Busy Beaver is decorating a Christmas tree, but he has some strange preferences for what colors to use.
Consider a coloring of the vertices of a tree, using two colors: red and green.
In a coloring, call a connected component of green vertices cool if at most two red vertices are adjacent to that component. For a tree $t$, let $f(t)$ be the maximum number of cool components in any coloring of $t$.
There is a tree $t$, initially only containing a single vertex, denoted vertex $1$. Perform $N$ queries; in the $i^{\text{th}}$ query, add a leaf vertex by attaching it to vertex $a_i$. There are two types of test cases, depending on a variable $X \in \{0, 1\}$:
- If $X = 0$, output $f(t)$ after all queries are completed.
- If $X = 1$, output $f(t)$ after each query.
Input
There are multiple test cases. The input file begins with $T$ and $X$ ($1 \le T \le 4\cdot 10^4$, $X \in \{0, 1\}$), the number of test cases and the test type respectively.
The first line of each test case contains an integer $N$ ($1 \le N \le 2 \cdot 10^5$).
The second line contains $N$ integers $a_1, \dots, a_N$ ($1 \le a_i \le i$).
It is guaranteed that the sum of $N$ over all test cases does not exceed $4 \cdot 10^5$.
Output
If $X = 0$, then for each test case, output $f(t)$ for the final tree on a single line.
If $X = 1$, then for each test case, output $N$ lines, the $i^{\text{th}}$ line being the value of $f(t)$ after the $i^{\text{th}}$ query.
Subtasks
- ($25$ points) $X = 0$.
- ($30$ points) Each $a_i$ is chosen uniformly at random from $[1, i]$.

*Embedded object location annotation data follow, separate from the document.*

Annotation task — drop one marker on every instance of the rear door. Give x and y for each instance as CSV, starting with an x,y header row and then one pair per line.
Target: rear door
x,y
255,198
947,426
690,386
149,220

- ($45$ points) No additional constraints.
Examples
Input 1
2 0 4 1 2 3 3 8 1 2 3 2 3 6 5 7
Output 1
3 5
Input 2
2 1 4 1 2 3 3 8 1 2 3 2 3 6 5 7
Output 2
1 2 2 3 1 2 2 3 4 4 4 5
Note
Sample Explanation 1
For the first test case, we can color vertices $1$, $2$, $4$, and $5$ green (note that there are $N + 1 = 5$ vertices since there is already a vertex in the beginning). Then $\{1, 2\}$, $\{4\}$, and $\{5\}$ are cool components.
For the second test case, we can color vertices $1$, $4$, $5$, $6$, $8$, and $9$ green. Then $\{1\}$, $\{4\}$, $\{5, 8\}$, $\{6\}$, and $\{9\}$ are cool components.
Sample Explanation 2
This sample has the same trees as the first one, but is of type $X = 1$.